I see voltage drops of ~166 mV for both D1 and D5. (More like ~145 mV for D6 and D2). Safe ranges? Looks like I may have dodge a bullet?

RE: the volume. Since I'm running from a Xonar D1 in 24 bit mode, I'm probably better off lowering the volume a little at the PC side than using the pot below 9 o'clock or so, I suppose. Better to lose something in the digital regime where I have some headroom. I'm using Fostex T50RPs and can't handle full volume from the PC + O2 with the pot near 12 o'clock.

Hey one more thing. Your D5 might be shorted. With batteries out and power adaptor unplugged try testing it with the DMM diode test function in both directions and compare to tests on D1. Thinking about your previous measurements that 106 ohms you got on the output of U6 was probably measuring what was left of D5. :) When the anode of D5 got shorted that would have pulled short circuit current through U6 and D5. U6 is short circuit protected, but not so much for D5.
 
Continued tech support, great service. :D

I see voltage drops of ~166 mV for both D1 and D5. (More like ~145 mV for D6 and D2). Safe ranges? Looks like I may have dodge a bullet?

Yep those look good, given that they are Schottky diodes.

I agree, you would probably have better luck with channel equality controlling the volume on the digital side. If you made your O2 with the standard 2.5x and 6x gains you might want to consider changing the resistors and backing that down to 1x and 2.5x. That is what I'm running my O2s at. The higher gain pair apparently is most useful for some portable players with 0.5Vrms outputs.
 
Last word that I can find from NWAVGuy in response to " Could you give a rough estimate of when we might see the ODA/ODAC for sale? Thanks in advance!":

"...the plan is to release the design before the end of March. That's only a goal, no promises. It will take at least a few weeks beyond the documentation release before there are completed boards/amps for sale. But it should be well before summer."
 
Found it!!! ...
Listening at the moment. The amp has passed all the voltage tests on NwAvGuy's blog.
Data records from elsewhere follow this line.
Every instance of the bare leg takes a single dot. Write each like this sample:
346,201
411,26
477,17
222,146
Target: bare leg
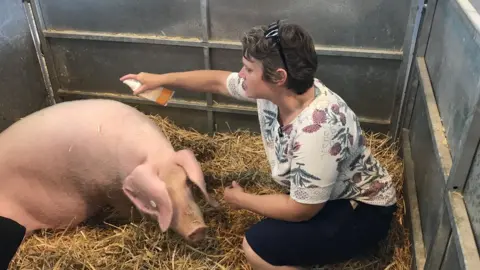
257,263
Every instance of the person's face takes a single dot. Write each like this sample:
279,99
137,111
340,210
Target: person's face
254,85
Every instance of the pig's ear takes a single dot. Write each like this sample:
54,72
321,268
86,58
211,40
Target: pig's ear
186,159
149,194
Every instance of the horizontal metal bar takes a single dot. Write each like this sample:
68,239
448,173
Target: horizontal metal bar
435,122
175,103
468,256
196,42
195,105
411,201
461,167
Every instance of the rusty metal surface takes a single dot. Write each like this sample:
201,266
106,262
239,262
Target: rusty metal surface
462,233
450,261
453,60
429,177
411,203
367,85
166,17
372,24
21,87
95,66
476,4
472,196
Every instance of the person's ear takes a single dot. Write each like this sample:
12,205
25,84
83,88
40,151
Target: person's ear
282,77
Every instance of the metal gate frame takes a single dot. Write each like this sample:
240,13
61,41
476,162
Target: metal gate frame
453,223
38,28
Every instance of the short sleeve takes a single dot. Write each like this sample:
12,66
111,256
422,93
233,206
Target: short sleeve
314,165
235,87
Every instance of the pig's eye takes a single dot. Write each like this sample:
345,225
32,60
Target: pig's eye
153,204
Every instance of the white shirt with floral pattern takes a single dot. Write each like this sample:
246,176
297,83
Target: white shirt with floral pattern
321,155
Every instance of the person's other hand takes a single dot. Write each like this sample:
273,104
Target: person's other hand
232,195
148,80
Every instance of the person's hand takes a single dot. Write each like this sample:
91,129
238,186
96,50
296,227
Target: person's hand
148,80
232,195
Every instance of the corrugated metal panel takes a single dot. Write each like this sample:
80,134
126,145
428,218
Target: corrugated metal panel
21,87
453,60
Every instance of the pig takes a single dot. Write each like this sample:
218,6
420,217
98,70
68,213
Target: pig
60,165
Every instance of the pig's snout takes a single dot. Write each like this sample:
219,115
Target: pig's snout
198,234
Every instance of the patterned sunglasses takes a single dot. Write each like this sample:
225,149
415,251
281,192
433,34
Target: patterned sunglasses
274,34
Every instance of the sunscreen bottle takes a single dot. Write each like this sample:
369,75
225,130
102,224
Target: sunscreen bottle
159,95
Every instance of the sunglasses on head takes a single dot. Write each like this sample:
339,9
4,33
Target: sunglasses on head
274,34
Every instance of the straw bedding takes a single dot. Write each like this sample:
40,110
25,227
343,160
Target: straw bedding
225,157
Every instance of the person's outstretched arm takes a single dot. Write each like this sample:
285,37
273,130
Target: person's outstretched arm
213,81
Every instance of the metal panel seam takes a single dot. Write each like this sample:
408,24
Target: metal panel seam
462,231
434,120
414,221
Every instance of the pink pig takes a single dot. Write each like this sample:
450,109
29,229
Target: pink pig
61,165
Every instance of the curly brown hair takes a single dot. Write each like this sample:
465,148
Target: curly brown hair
299,51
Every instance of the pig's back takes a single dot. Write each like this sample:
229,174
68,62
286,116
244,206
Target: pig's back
64,156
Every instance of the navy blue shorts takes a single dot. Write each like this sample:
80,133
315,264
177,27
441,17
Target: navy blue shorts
337,233
11,237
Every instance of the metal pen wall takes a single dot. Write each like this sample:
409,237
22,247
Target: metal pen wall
22,90
89,44
441,123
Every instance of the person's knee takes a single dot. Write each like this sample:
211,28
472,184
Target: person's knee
249,253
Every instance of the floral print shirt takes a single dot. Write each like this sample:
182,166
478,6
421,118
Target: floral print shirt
320,155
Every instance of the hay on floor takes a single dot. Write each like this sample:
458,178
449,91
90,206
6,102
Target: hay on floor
225,157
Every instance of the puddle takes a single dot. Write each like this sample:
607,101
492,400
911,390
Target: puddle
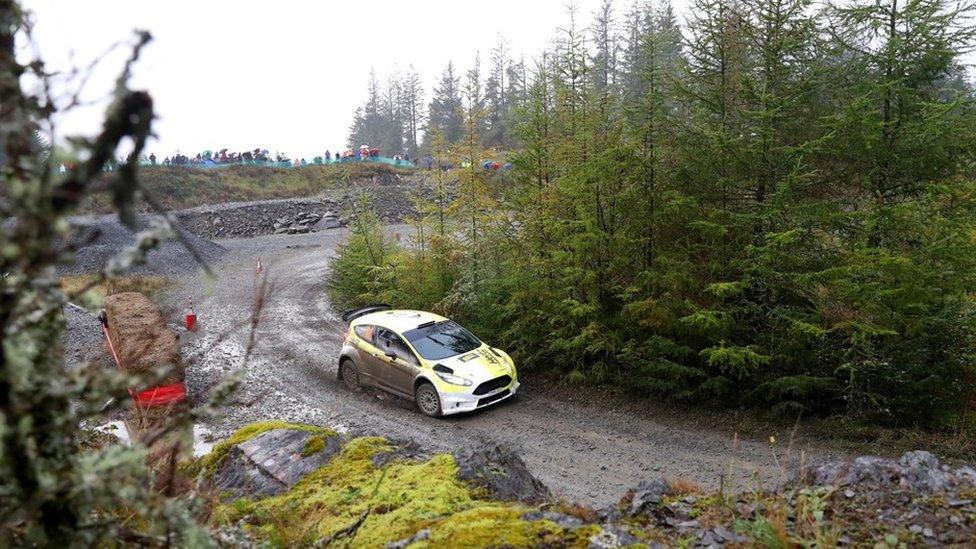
116,429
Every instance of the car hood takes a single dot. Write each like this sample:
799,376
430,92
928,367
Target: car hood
478,365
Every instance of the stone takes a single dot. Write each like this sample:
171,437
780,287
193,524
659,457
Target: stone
917,471
647,494
559,519
403,543
327,222
612,536
500,472
272,462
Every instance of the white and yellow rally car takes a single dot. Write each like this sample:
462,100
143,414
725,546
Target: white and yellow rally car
424,357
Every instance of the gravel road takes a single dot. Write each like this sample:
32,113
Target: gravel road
585,449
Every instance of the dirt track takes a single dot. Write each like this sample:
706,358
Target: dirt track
585,452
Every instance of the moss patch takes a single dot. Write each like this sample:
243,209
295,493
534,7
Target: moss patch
398,500
313,445
209,463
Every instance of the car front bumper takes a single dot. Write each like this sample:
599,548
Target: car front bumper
456,403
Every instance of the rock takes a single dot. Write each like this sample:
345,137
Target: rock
399,450
648,493
611,536
500,472
403,543
272,462
327,222
918,471
560,519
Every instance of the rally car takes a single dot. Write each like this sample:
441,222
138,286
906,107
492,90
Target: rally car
424,357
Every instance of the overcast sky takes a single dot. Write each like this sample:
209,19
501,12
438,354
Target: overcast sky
283,75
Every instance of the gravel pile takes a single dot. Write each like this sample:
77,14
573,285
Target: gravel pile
98,238
392,203
247,219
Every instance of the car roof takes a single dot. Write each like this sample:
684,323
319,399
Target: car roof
398,320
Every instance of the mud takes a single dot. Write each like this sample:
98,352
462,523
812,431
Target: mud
584,449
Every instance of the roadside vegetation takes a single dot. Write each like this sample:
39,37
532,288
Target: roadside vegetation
770,206
101,287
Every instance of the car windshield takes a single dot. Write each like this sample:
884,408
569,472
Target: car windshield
441,340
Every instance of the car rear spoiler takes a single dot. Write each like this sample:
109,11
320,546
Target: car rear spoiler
353,314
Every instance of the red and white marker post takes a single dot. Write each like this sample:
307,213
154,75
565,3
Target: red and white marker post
191,317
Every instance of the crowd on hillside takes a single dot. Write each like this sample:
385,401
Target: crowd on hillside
262,157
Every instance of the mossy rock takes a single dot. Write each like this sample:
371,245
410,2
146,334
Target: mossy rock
363,497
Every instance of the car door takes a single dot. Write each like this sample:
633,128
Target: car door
371,361
398,373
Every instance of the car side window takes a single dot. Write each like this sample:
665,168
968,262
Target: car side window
366,333
389,341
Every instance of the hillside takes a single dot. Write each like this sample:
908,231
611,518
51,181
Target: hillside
177,188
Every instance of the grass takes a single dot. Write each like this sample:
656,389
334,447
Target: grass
177,188
353,502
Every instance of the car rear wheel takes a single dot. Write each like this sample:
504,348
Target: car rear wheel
428,400
350,376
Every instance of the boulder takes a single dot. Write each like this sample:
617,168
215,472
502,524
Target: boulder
917,471
500,472
327,222
646,495
272,462
141,336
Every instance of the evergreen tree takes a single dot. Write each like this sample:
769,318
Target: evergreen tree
445,107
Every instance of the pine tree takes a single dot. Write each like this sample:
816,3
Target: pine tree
445,106
412,109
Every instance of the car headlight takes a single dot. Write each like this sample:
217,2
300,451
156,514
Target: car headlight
453,380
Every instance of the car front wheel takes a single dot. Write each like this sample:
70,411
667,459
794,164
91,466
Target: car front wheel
350,376
428,400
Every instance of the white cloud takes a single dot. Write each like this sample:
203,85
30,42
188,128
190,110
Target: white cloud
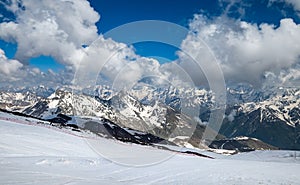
294,3
246,51
8,66
51,28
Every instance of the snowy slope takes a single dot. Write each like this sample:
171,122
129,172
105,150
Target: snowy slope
31,154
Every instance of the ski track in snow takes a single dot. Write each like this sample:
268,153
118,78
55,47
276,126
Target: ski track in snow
39,155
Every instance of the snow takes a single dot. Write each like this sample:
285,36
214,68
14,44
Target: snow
31,154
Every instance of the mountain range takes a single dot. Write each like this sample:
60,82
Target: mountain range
263,120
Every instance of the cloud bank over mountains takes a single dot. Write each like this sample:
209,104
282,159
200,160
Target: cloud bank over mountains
248,52
65,30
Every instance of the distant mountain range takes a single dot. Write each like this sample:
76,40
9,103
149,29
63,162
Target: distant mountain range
263,120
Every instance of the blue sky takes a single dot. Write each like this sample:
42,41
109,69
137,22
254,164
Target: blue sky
117,12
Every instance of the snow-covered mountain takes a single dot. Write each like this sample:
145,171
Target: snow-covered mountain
273,117
36,154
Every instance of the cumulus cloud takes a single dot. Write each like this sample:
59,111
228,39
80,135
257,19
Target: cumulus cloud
8,66
51,28
246,51
294,3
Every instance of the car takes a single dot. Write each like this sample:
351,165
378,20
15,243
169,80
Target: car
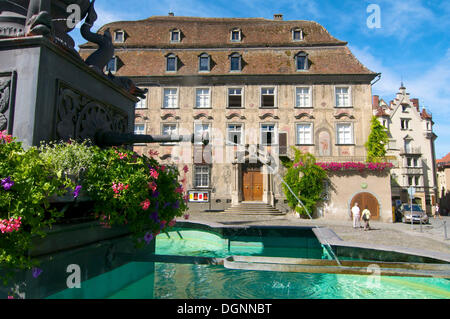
418,215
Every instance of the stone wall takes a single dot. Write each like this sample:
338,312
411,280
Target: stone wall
344,186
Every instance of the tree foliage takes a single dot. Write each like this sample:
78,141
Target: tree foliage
306,179
376,144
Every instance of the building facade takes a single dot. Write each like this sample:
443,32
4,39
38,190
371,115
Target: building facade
411,147
257,86
443,179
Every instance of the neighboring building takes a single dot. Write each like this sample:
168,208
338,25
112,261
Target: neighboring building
443,176
411,147
253,84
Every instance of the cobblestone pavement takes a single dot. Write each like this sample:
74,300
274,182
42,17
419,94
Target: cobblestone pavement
431,238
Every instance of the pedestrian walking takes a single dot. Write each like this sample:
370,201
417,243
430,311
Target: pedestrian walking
356,216
366,217
436,211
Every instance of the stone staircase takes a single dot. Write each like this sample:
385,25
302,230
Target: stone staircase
257,208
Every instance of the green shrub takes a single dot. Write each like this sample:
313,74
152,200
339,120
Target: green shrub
125,188
306,180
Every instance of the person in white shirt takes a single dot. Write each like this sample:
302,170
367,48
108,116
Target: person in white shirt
356,216
436,212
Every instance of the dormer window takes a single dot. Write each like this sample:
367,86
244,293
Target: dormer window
297,34
235,62
301,61
175,36
119,36
235,35
204,62
171,63
112,65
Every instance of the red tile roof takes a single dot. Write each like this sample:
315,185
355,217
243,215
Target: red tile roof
266,48
444,161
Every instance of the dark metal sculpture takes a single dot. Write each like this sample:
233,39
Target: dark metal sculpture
105,52
49,18
100,58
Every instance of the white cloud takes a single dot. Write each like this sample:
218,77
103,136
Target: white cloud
431,87
405,19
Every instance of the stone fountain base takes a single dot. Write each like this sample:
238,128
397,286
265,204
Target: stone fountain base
48,93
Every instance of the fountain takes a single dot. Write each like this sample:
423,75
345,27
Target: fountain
49,93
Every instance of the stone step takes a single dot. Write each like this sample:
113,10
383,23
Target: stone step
253,208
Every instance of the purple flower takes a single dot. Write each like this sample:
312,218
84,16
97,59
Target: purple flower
148,238
7,183
36,272
154,217
155,194
76,191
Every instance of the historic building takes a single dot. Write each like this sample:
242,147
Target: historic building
411,147
257,86
443,177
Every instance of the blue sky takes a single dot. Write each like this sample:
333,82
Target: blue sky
412,43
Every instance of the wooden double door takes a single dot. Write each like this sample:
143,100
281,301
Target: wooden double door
252,184
367,200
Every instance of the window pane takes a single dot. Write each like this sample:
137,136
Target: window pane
304,134
235,63
342,97
171,64
234,134
345,134
142,103
175,36
268,97
111,66
303,97
204,63
139,129
170,98
301,63
201,176
202,98
297,35
119,36
268,134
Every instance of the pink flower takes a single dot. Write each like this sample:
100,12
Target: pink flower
4,136
154,174
153,153
179,190
145,204
152,186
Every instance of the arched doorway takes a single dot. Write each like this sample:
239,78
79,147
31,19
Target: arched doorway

I am genuinely glad that you found the problem and fixed it, and that you have a working amp. I am also sorry that I was a bit grumpy the other night. We are all here to help, and I dare say most of us here have benefited from help freely offered by others on this forum. I know I have. If it helps I really just wanted to get you looking in the right direction and not distracted by red herrings.

Good catch, by the way, finding that solder bridge, those can be very difficult to locate.